← Back to context

Comment by oraguy

6 years ago

> Tests that run for 30 hours is an indication that nobody bothered writing unittests.

Yes, they were not unit tests. There was no culture of unit tests in the Oracle Database development team. A few people called it "unit tests" but they either said it loosely or they were mistaken.

Unit test would not have been effective because every area of the code was deeply entangled with everything else. They did have the concept of layered code (like a virtual operting system layer at the bottom, a memory management layer on top of that, a querying engine on top of that, and so on) but over the years, people violated layers and wrote code that called an upper layer from lower layer leading to a big spaghetti mess. A change in one module could cause a very unrelated module to fail in mysterious ways.

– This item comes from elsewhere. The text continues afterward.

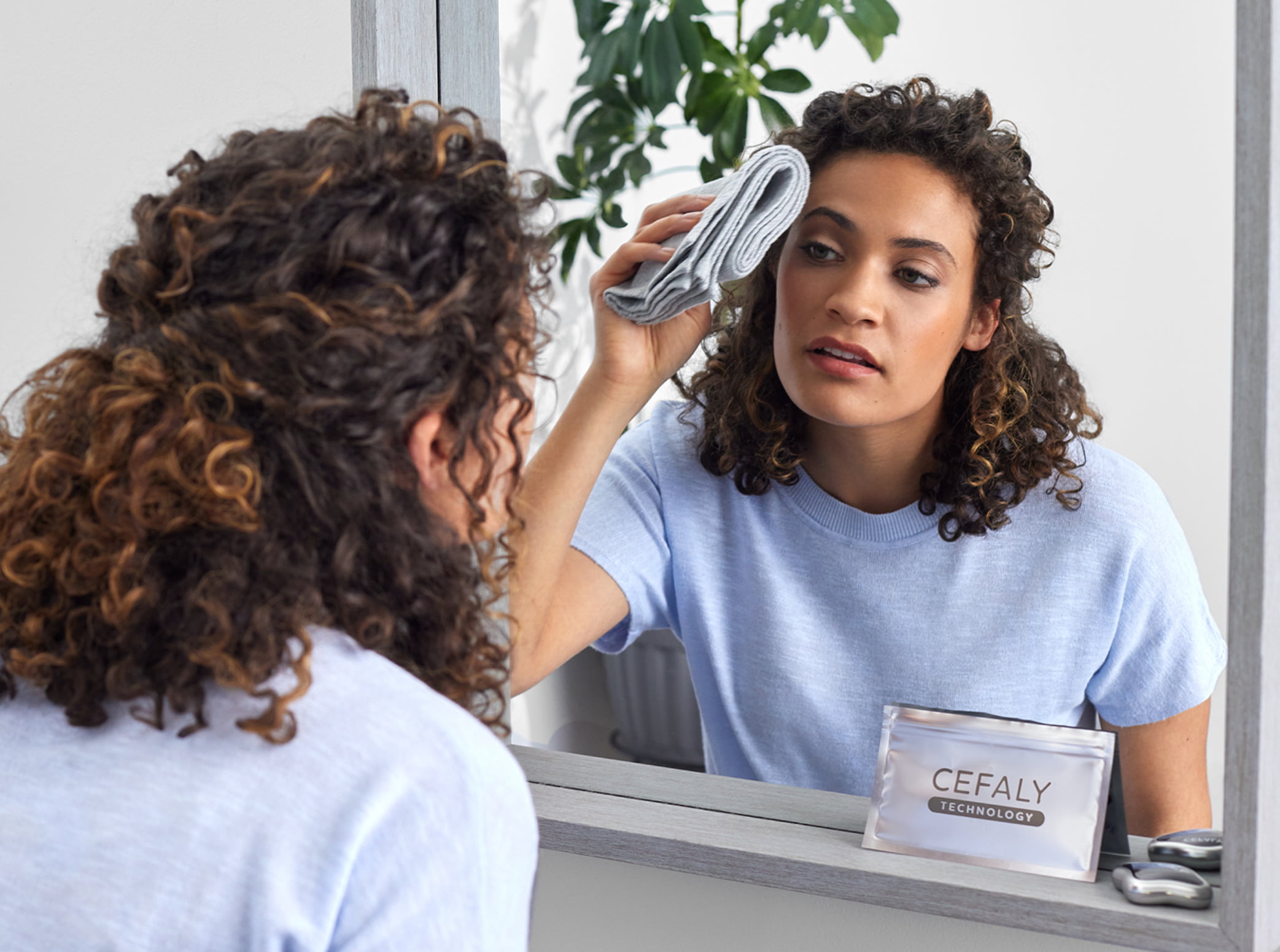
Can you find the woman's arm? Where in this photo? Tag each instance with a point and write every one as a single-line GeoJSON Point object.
{"type": "Point", "coordinates": [560, 599]}
{"type": "Point", "coordinates": [1165, 778]}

Every test was almost always an integration test. Every test case restarted the database, connected to the database, created tables in it, inserted test data into it, ran queries, and compared the results to ensure that the observed results match the expected results. They tried to exercise every function and every branch condition in this manner with different test cases. The code coverage was remarkable though. Some areas of the code had more than 95% test coverage while some other areas had 80% or so coverage. But the work was not fun.

I'm amazed that it had that many tests that took that long, but ONLY had 80-95% coverage. I understand the product is huge, but that's crazy.

  • I do. It's about state coverage: every Boolean flag doubles the possible state of that bit of code: now you need to run everything twice to retain the coverage.

    FWIW, I know people who work on SQL processing (big data Hive/Spark, not RDMBS), and a recurrent issue is that an optimisation which benefits most people turns out to be pathologically bad for some queries for some users. Usually those with multiple tables with 8192 columns and some join which takes 4h at the best of times, now takes 6h and so the overnight reports aren't ready in time. And locks held in the process are now blocking some other app which really matters to the businesses existence. These are trouble because they still "work" in the pure 'same outputs as before', it's just the side effects can be be so disruptive.

  • Writing tests for error handling can be a pain. You write your product code to be as robust as possible but it isn't always clear how to trigger the error conditions you can detect. This is especially true with integration tests.